Athletics also hold an important position as the so-called front porch to an institution, an outward-facing brand that can catch the attention of prospective students. Such is the case at Michigan State, LSU and USC, Southall said, where the ink is barely dry on massive coaching deals.

“Those institutions positioned athletics as a major part of their institutional branding of the university over all,” Southall said. “It is not surprising to me that the salaries have escalated a bit, but the role in which the coaches are playing ties in perfectly with the way athletics has been used as a marketing and public relations tool for these universities.”

Congressional Appetite for College Athletics Reform

Blockbuster deals signed by college coaches have not gone unnoticed in Congress.

“Professional-level payouts for college coaches are only possible because colleges and the NCAA illegally collude to directly restrict compensation for the mostly Black athletes so that the mostly white coaches and industry executives get to keep all the profits for themselves,” Democratic senator Chris Murphy of Connecticut said in a Nov. 30 statement. “That’s shameful.”

Likewise, Senator Richard Blumenthal, also a Connecticut Democrat, told USA Today that recent contracts such as those at Michigan State, LSU and USC are “outrageously astronomical.” He added that college sports reform was a topic that could possibly be raised in Congress in 2022.

Experts suggest that substantive college athletics reform in Congress is probably a long shot for the short term.

“I don’t see anything substantial happening in Washington,” Leeds said. “Maybe some window dressing, but nothing that’s going to alter the basic business model” of big-time college sports.
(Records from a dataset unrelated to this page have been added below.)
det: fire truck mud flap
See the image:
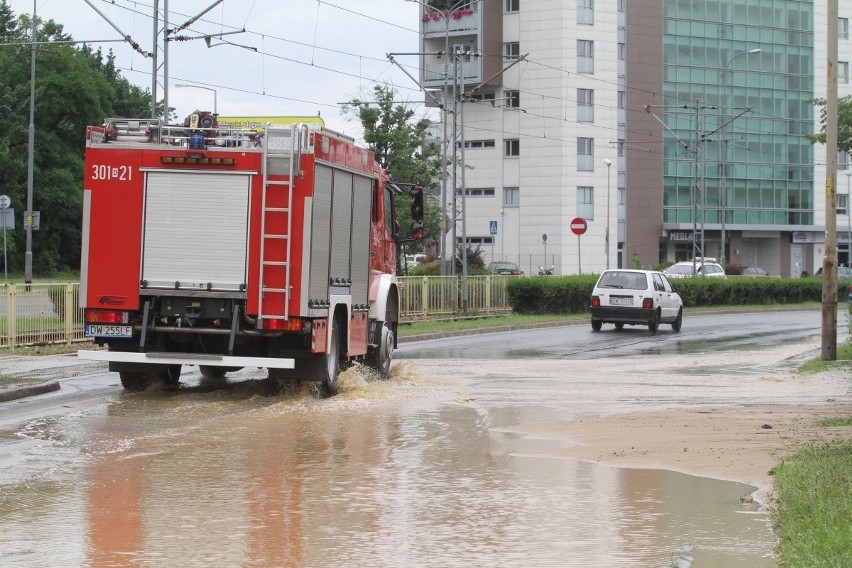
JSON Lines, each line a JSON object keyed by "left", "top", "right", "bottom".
{"left": 77, "top": 351, "right": 295, "bottom": 369}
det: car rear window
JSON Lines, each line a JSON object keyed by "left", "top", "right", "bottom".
{"left": 665, "top": 265, "right": 693, "bottom": 275}
{"left": 599, "top": 271, "right": 648, "bottom": 290}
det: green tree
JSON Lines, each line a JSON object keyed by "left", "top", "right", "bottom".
{"left": 346, "top": 84, "right": 440, "bottom": 253}
{"left": 807, "top": 95, "right": 852, "bottom": 153}
{"left": 0, "top": 2, "right": 154, "bottom": 275}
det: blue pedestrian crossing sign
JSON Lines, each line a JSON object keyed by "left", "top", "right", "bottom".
{"left": 489, "top": 220, "right": 498, "bottom": 235}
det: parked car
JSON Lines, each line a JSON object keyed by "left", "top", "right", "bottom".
{"left": 741, "top": 266, "right": 769, "bottom": 277}
{"left": 487, "top": 261, "right": 523, "bottom": 275}
{"left": 404, "top": 254, "right": 426, "bottom": 271}
{"left": 664, "top": 258, "right": 726, "bottom": 278}
{"left": 590, "top": 269, "right": 683, "bottom": 333}
{"left": 814, "top": 265, "right": 852, "bottom": 278}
However, Leeds does see two possibilities that could change how college coaches get paid. The first, he said, is if athletes are able to demand and earn compensation for their play beyond the outside money they earn from name, image and likeness rights, which would likely require a battle in the courts. The second, he said, would have to involve an unlikely collapse of TV revenues that prop these athletic departments up.

In the meantime, Leeds said it’s hard to say where colleges will draw the line on coaching salaries: “Every time I have said it can’t possibly go any higher, I’ve been proven wrong.”